A Fuzzy Logic Control Library in C++

By: Juan Rada-Vilela, Ph.D.

Released: 20/March/2017

License: GPL v3 Coverity Status

Branch Unix Windows
release Build Status Build status
master Build Status Build status

Table of Contents

License
Introduction
Features
Example
Compile, Link, and Execute
Bulding from Source
Binaries
What's new
What's next


License

fuzzylite 6.0 is licensed under the GNU General Public License (GPL) 3.0. You are strongly encouraged to support the development of the FuzzyLite Libraries by purchasing a license of QtFuzzyLite 6.
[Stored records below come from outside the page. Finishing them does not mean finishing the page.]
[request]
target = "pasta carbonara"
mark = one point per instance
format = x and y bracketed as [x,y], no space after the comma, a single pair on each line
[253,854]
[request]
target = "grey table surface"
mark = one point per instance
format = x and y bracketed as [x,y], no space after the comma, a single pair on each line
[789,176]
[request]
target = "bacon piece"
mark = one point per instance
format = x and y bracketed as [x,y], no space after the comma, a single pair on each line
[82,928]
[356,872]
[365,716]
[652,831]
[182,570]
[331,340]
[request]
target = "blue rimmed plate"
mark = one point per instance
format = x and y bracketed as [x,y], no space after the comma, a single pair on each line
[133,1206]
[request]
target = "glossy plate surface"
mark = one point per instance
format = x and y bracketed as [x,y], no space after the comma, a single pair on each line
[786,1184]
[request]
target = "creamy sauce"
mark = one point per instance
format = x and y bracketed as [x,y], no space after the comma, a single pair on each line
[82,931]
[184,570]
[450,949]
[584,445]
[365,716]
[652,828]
QtFuzzyLite 6 is the new and (very likely) the best graphical user interface available to easily design and directly operate fuzzy logic controllers in real time. Available for Windows, Mac, and Linux, its goal is to significantly speed up the design of your fuzzy logic controllers, while providing a very useful, functional and beautiful user interface. Please, download it and check it out for free at www.fuzzylite.com/downloads/.


Introduction

fuzzylite is a free and open-source fuzzy logic control library programmed in C++ for multiple platforms (e.g., Windows, Linux, Mac, iOS). jfuzzylite is the equivalent library for Java and Android platforms. Together, they are The FuzzyLite Libraries for Fuzzy Logic Control.

The goal of the FuzzyLite Libraries is to easily design and efficiently operate fuzzy logic controllers following an object-oriented programming model without relying on external libraries.

Reference

If you are using the FuzzyLite Libraries, please cite the following reference in your article:

Juan Rada-Vilela. fuzzylite: a fuzzy logic control library, 2017. URL https://www.fuzzylite.com/.

 @misc{fl::fuzzylite,
 author={Juan Rada-Vilela},
 title={fuzzylite: a fuzzy logic control library},
 url={https://www.fuzzylite.com/},
 year={2017}}

Documentation

The documentation for the fuzzylite library is available at: www.fuzzylite.com/documentation/.

Contributing

All contributions are welcome, provided they follow the following guidelines:

  • Pull requests are made to the master branch, not the release branch
  • Source code is consistent with standards in the library
  • Contribution is appropriately documented and tested, raising issues where appropriate
  • License of the contribution is waived to match the license of the FuzzyLite Libraries

Features

(6) Controllers: Mamdani, Takagi-Sugeno, Larsen, Tsukamoto, Inverse Tsukamoto, Hybrids

(21) Linguistic terms: (4) Basic: triangle, trapezoid, rectangle, discrete. (9) Extended: bell, cosine, gaussian, gaussian product, pi-shape, sigmoid difference, sigmoid product, spike. (5) Edges: binary, concave, ramp, sigmoid, s-shape, z-shape. (3) Functions: constant, linear, function.

(7) Activation methods: general, proportional, threshold, first, last, lowest, highest.

(8) Conjunction and Implication (T-Norms): minimum, algebraic product, bounded difference, drastic product, einstein product, hamacher product, nilpotent minimum, function.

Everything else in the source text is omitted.